Important: Pay attention to the copyright, your logo must not come too close to any existing one. Even if you buy signets, you have to (have) checked the license: Does it apply to your professional purpose without restriction in terms of time and space? And also for use as a logo?

Good logos are simple and express the business idea as much as possible. They work on the website because they are in landscape orientation. They can be displayed in black and white. And they can be displayed on letterhead or a business card - slightly changed and adapted, perhaps with a claim underneath.

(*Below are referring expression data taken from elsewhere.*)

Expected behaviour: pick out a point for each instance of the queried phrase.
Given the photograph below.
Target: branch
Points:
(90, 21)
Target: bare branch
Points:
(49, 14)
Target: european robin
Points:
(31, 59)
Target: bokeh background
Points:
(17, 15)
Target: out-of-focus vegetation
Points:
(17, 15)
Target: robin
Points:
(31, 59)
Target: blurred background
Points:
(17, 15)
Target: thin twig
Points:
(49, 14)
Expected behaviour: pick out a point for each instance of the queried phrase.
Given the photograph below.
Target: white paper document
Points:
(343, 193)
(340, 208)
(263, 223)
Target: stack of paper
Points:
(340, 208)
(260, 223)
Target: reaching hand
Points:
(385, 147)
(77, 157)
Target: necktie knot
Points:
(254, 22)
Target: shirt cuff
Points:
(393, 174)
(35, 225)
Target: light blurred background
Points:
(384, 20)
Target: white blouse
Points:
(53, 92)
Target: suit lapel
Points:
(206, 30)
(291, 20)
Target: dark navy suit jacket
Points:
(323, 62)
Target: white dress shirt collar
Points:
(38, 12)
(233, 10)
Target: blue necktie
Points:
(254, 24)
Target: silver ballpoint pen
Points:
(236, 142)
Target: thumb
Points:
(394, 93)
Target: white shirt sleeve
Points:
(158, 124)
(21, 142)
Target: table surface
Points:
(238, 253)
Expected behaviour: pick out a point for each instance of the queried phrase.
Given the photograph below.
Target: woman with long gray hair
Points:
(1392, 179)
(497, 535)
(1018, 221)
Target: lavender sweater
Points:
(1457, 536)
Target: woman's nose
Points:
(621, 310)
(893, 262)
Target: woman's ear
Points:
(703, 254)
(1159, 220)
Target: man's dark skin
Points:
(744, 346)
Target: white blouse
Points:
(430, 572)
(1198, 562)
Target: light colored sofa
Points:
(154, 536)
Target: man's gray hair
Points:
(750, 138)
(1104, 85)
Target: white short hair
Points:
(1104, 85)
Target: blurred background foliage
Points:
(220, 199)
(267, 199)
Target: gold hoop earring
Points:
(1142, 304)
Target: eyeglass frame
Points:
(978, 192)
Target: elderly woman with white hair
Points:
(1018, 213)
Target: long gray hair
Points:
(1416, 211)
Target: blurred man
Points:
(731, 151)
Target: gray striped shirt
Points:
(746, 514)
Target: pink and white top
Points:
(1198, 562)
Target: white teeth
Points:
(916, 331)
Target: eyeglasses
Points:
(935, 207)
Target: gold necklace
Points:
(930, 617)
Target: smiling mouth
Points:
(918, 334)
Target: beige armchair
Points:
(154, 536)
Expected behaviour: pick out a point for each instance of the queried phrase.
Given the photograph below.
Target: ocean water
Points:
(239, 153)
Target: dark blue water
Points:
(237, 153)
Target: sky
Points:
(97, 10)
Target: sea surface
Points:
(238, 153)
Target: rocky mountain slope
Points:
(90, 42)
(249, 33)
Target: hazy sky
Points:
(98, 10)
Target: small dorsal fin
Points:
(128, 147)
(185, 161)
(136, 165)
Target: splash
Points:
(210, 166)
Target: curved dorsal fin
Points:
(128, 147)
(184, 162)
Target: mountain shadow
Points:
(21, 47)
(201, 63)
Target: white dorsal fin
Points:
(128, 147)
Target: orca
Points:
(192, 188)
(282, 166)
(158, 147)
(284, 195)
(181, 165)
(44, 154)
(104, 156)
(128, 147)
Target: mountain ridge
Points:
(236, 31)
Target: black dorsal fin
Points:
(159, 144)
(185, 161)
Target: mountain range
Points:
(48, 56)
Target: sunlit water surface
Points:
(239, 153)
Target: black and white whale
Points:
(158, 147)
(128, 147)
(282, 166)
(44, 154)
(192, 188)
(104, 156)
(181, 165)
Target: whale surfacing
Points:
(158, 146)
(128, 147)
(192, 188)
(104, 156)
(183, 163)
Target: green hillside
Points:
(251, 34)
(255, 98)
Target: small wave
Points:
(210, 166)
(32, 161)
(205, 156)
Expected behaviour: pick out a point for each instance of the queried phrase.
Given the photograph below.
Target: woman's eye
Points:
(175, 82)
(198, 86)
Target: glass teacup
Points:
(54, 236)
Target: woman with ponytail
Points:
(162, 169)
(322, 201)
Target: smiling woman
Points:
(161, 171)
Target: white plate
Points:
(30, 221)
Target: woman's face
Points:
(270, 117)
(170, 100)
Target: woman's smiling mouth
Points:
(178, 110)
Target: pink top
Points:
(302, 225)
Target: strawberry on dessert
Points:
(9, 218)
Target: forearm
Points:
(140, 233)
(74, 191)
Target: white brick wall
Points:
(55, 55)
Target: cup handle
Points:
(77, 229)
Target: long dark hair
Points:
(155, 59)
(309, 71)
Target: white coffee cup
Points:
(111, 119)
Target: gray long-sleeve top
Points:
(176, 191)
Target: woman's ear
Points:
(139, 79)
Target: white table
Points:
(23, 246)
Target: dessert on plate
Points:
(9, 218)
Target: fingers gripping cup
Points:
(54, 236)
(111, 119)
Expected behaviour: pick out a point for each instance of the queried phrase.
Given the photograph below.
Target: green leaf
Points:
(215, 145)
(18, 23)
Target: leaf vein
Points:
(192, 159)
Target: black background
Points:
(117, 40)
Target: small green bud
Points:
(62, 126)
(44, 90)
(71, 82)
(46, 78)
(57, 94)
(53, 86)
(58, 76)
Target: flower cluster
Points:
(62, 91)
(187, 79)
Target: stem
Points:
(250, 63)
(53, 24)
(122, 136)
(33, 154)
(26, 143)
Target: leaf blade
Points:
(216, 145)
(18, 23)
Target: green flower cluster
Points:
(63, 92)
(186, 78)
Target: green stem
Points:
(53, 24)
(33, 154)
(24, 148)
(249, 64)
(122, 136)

Creating a good logo is relatively easy. You need a clear concept and a very good idea. You are inspired by other successful brands and websites. Talking to your colleagues and friends can also help you come up with one simple, brilliant idea. But let's be honest: it doesn't have to be brilliant, appropriate can be enough, good would be more than enough. You can search for logos or signets on graphics platforms.

Of course, the more or less abstract signs should have something to do with the profession for which they stand. There can also be funny combinations here. Or consistent deductions, for example when we think of the famous apple from APPLE. Who would have thought of taking an apple with a missing bite? But this funny little "disruptor" makes this logo so ingenious.

I hope you now have some clues to help you create a great next logo for the World Wide Web. I wish you good luck and have fun.